Faster Audio Decoding and Encoding Coming To Ogg and FLAC (phoronix.com)
FLAC and Ogg now have faster audio encoding and decoding capabilities thanks to recent code improvements. An anonymous reader writes: Robert Kausch of the fre:ac audio converter project informed news outlet Phoronix about recent changes he has made to FLAC and Ogg for bolstering faster performance. Kausch says he updated the CRC checks within FLAC and Ogg to a faster algorithm and those patches have now been accepted upstream. The Ogg and FLAC updates were merged this week for using the optimized CRC algorithm. As a result of this, encoding and decoding FLAC is now 5 percent faster, while encoding and decoding Ogg FLAC is 10 percent and 15 percent faster, respectively. Opus sees about one percent faster decoding, while Vorbis does decoding at two percent faster pace.
So after the latest patches for speculative execution vulnerabilities, you'll end up with performance about the same as you used to have.
While I like to see faster algorithms in general as a good thing. But some questions.
Where does Flac and ogg stand on Quality/encoding speed compared to others?
Will this range make it more competitive to others, or is there too big of a gap?
For those who move to the new version how much time will they really spend. Will they just get a minute of their time a day or hours?
If something is so important that you feel the need to post it on the internet... It probably isn't that important.
Man, we must be reaching some kind of technological plateau. I'm all for speed gains... but come on. I guess compiler flags would potentially make more difference than that.
Basically all Android devices. Built-in ringtones and notification sounds are all in .ogg.
Correct me if I'm wrong, and someone will, but I think Spoify uses it.
I read at +2. If your post doesn't reach that level I will not see or respond to it.
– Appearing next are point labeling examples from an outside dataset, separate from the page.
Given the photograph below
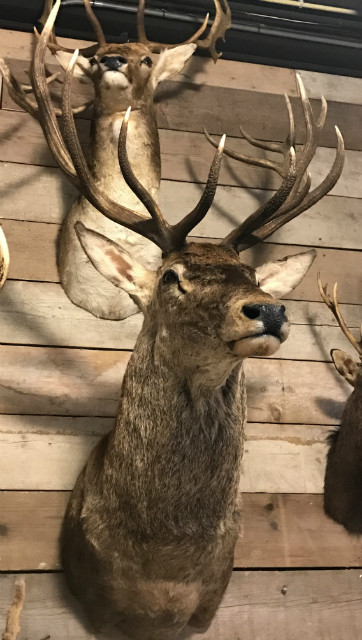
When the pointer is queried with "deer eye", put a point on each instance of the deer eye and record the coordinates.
(147, 61)
(170, 277)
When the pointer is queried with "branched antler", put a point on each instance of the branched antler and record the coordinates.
(221, 23)
(268, 219)
(69, 155)
(18, 92)
(334, 307)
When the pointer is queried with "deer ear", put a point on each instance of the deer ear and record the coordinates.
(280, 277)
(345, 365)
(170, 62)
(117, 265)
(82, 68)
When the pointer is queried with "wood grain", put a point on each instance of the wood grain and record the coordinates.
(43, 194)
(59, 381)
(200, 71)
(29, 239)
(222, 109)
(270, 605)
(278, 531)
(185, 156)
(40, 313)
(277, 458)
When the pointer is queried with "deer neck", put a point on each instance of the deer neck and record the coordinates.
(143, 151)
(176, 444)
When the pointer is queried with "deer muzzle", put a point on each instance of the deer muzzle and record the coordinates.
(263, 327)
(113, 63)
(271, 316)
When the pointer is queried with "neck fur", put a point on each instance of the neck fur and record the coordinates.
(143, 150)
(175, 447)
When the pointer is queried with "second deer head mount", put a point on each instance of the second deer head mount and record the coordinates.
(79, 278)
(343, 477)
(122, 75)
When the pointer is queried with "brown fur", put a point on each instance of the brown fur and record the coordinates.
(132, 84)
(343, 478)
(151, 526)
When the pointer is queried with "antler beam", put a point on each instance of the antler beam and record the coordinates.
(221, 23)
(4, 258)
(334, 307)
(269, 218)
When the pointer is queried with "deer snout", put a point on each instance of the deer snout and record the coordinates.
(113, 62)
(271, 315)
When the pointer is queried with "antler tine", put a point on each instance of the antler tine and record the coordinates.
(95, 24)
(299, 198)
(265, 211)
(313, 128)
(278, 147)
(302, 201)
(47, 115)
(18, 92)
(167, 237)
(28, 88)
(53, 44)
(4, 258)
(221, 23)
(334, 307)
(189, 222)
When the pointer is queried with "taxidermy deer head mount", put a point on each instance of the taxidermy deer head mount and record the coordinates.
(154, 517)
(343, 478)
(123, 75)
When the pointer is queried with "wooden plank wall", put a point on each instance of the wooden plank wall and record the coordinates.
(61, 368)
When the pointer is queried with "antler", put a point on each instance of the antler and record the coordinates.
(53, 44)
(18, 92)
(221, 23)
(70, 157)
(333, 306)
(268, 218)
(4, 258)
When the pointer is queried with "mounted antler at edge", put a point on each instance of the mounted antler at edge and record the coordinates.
(333, 305)
(343, 476)
(276, 212)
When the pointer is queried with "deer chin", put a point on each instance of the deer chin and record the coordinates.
(263, 344)
(115, 80)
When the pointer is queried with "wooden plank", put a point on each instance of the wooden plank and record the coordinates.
(278, 530)
(58, 381)
(277, 459)
(27, 240)
(185, 156)
(40, 313)
(333, 87)
(271, 605)
(221, 110)
(30, 189)
(200, 71)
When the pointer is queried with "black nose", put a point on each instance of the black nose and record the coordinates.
(113, 62)
(271, 315)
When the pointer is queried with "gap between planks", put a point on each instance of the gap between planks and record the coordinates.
(278, 531)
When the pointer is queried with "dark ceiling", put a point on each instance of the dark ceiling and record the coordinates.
(322, 36)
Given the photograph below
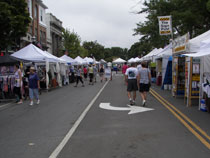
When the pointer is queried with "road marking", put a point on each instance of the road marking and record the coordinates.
(182, 120)
(132, 109)
(57, 151)
(4, 105)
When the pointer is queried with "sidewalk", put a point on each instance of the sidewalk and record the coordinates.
(201, 118)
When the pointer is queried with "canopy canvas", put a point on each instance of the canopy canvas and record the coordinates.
(69, 60)
(80, 61)
(32, 53)
(166, 52)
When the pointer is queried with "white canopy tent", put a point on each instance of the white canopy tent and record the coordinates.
(55, 57)
(131, 60)
(102, 61)
(32, 53)
(88, 60)
(80, 61)
(119, 61)
(69, 60)
(152, 55)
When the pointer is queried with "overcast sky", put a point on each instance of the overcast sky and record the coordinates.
(110, 22)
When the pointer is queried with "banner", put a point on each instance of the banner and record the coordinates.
(165, 27)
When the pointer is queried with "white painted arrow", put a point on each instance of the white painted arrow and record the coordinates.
(132, 109)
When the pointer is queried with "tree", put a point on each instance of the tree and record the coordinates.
(71, 42)
(190, 16)
(15, 20)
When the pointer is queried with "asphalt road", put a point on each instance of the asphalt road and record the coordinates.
(34, 132)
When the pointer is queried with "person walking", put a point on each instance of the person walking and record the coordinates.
(124, 68)
(90, 72)
(101, 73)
(79, 76)
(18, 84)
(108, 72)
(95, 71)
(34, 86)
(144, 80)
(131, 79)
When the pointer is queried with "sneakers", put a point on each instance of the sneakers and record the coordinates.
(31, 103)
(143, 103)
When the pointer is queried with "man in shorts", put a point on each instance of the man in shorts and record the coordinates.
(131, 75)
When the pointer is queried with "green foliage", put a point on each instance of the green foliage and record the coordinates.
(71, 42)
(14, 19)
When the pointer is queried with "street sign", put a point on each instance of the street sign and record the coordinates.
(165, 27)
(132, 109)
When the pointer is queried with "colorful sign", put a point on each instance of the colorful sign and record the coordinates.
(165, 27)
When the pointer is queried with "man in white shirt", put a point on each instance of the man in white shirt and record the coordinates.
(131, 75)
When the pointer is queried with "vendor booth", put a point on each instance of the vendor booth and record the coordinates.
(180, 66)
(44, 62)
(203, 54)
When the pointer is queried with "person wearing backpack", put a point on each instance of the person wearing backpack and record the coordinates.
(144, 80)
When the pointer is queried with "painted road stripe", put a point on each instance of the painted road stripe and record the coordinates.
(182, 121)
(184, 116)
(76, 124)
(4, 105)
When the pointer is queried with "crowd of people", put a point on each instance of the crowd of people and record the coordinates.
(26, 83)
(137, 77)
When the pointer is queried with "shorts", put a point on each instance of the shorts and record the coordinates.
(143, 87)
(132, 85)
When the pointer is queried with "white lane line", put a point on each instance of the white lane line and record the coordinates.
(4, 105)
(76, 124)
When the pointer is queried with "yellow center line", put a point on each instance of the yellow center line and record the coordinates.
(184, 116)
(182, 121)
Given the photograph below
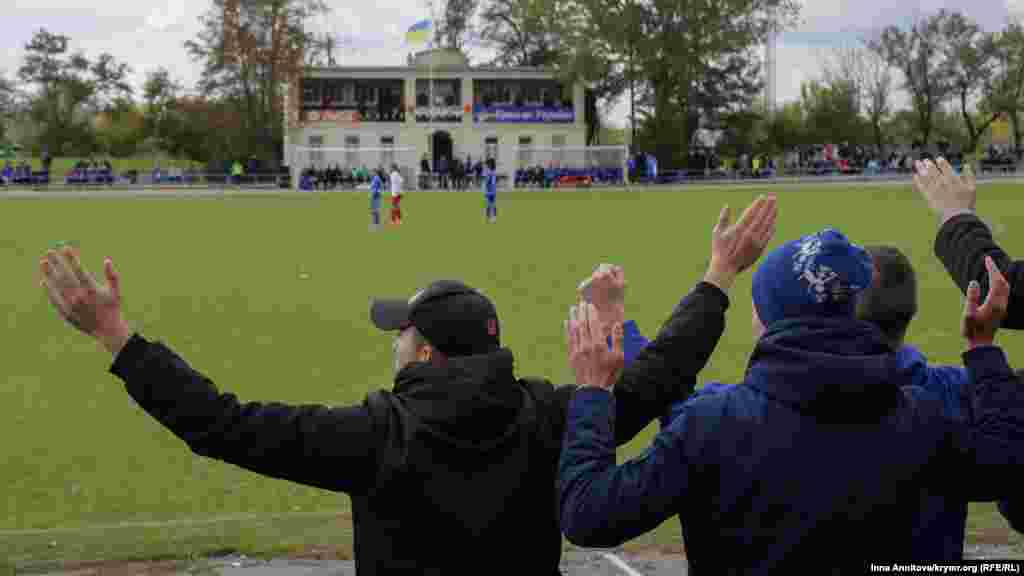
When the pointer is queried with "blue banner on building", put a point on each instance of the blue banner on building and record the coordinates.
(523, 114)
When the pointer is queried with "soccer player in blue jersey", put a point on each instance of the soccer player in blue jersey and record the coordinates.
(491, 191)
(375, 199)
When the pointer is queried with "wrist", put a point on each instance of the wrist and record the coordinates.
(979, 342)
(950, 213)
(115, 337)
(721, 277)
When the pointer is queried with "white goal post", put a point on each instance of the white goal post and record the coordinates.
(346, 159)
(602, 164)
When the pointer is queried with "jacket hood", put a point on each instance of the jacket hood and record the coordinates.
(473, 402)
(841, 369)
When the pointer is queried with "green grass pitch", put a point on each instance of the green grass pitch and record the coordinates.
(269, 297)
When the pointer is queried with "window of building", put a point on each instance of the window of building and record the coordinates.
(525, 151)
(387, 152)
(348, 93)
(558, 142)
(352, 151)
(311, 92)
(491, 149)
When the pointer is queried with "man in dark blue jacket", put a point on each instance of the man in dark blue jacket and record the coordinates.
(824, 444)
(890, 303)
(962, 244)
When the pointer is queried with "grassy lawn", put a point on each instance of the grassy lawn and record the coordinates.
(221, 282)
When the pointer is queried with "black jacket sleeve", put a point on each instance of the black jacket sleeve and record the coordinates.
(666, 370)
(329, 448)
(963, 244)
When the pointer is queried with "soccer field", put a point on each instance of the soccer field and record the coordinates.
(269, 297)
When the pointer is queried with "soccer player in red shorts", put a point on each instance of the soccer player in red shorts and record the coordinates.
(396, 183)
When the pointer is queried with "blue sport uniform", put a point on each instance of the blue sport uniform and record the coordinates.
(491, 192)
(375, 198)
(940, 533)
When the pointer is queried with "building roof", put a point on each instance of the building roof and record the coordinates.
(438, 60)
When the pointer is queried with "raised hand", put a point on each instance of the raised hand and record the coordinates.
(980, 323)
(606, 290)
(945, 192)
(90, 307)
(734, 248)
(592, 362)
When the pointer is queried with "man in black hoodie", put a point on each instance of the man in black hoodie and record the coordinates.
(460, 454)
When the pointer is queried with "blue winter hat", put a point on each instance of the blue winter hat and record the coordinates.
(818, 275)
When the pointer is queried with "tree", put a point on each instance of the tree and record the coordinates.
(1008, 86)
(456, 25)
(872, 77)
(160, 92)
(120, 130)
(523, 33)
(8, 96)
(693, 62)
(251, 50)
(921, 54)
(833, 112)
(972, 59)
(787, 128)
(69, 90)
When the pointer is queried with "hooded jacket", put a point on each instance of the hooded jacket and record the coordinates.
(826, 451)
(463, 456)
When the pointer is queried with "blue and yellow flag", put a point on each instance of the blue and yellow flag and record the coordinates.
(420, 33)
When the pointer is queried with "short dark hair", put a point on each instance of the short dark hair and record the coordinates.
(891, 302)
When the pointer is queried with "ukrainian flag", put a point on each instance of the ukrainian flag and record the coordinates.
(420, 33)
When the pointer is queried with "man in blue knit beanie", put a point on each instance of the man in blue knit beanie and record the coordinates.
(816, 276)
(824, 442)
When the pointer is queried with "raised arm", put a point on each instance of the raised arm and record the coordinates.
(602, 504)
(665, 371)
(313, 445)
(991, 442)
(964, 241)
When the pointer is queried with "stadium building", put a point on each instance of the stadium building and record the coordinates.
(351, 116)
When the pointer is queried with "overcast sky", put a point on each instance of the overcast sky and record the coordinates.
(150, 33)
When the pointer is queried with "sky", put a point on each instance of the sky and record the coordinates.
(146, 34)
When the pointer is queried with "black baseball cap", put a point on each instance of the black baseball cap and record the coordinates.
(454, 318)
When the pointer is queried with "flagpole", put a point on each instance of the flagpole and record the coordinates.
(430, 74)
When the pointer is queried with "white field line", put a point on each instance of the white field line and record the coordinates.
(168, 523)
(620, 564)
(230, 192)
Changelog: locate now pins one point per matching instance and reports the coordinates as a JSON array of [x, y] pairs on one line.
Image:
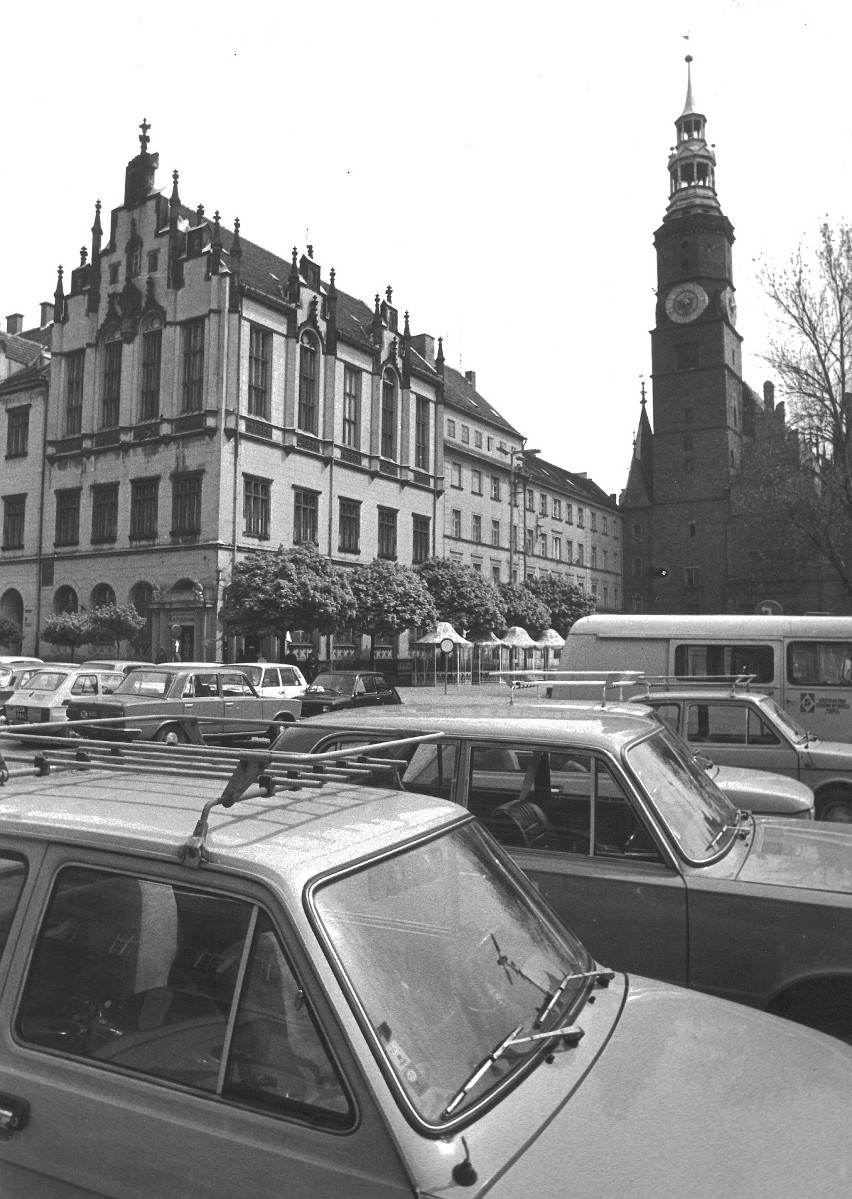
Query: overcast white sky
[[502, 166]]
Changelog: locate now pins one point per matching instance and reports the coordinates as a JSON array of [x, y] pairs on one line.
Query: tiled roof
[[547, 474]]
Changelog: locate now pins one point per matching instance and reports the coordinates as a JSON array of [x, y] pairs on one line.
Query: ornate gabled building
[[209, 398], [676, 504]]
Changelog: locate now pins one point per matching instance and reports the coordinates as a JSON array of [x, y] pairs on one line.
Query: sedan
[[348, 688]]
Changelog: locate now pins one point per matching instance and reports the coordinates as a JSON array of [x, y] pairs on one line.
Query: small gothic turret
[[140, 172], [692, 163]]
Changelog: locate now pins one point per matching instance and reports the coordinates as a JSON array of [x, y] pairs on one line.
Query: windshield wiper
[[570, 1034], [603, 978], [742, 815]]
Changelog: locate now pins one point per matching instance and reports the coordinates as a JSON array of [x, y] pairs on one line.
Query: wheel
[[170, 735], [834, 803]]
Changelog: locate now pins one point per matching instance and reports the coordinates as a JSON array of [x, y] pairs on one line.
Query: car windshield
[[145, 682], [698, 817], [46, 680], [449, 959], [340, 685]]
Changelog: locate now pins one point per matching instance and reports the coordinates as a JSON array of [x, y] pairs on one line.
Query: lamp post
[[518, 479]]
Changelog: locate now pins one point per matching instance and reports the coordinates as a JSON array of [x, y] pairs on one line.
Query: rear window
[[724, 661]]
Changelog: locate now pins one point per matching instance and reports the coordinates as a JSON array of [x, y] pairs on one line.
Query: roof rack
[[600, 679], [269, 770]]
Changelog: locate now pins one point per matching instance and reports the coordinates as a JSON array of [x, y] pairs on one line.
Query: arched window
[[308, 384], [102, 595], [388, 415], [65, 600]]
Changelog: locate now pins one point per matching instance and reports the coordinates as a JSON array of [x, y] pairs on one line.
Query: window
[[73, 392], [170, 965], [110, 401], [421, 538], [388, 415], [259, 353], [387, 532], [17, 432], [104, 512], [304, 518], [186, 504], [421, 433], [193, 366], [255, 506], [68, 517], [351, 407], [144, 495], [349, 531], [151, 363], [13, 508]]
They are the official reference codecs provided by Xiph Foundation. These are used on every Android device and in every Linux distribution. Most software that will process FLAC or Ogg uses these libraries too.
They are easily the most commonly used implementations.
It's a new algorithm to calculate the same checksum. It doesn't break compatibility with anything.
FLAC and Vorbis reference decoders are both lacking any processor specific optimizations, so a new checksum algorithm is only a fraction of the potential for optimization. For Vorbis, there is Tremor as an alternative, which does have some ARM specific optimization, but for FLAC the reference codec is all there is.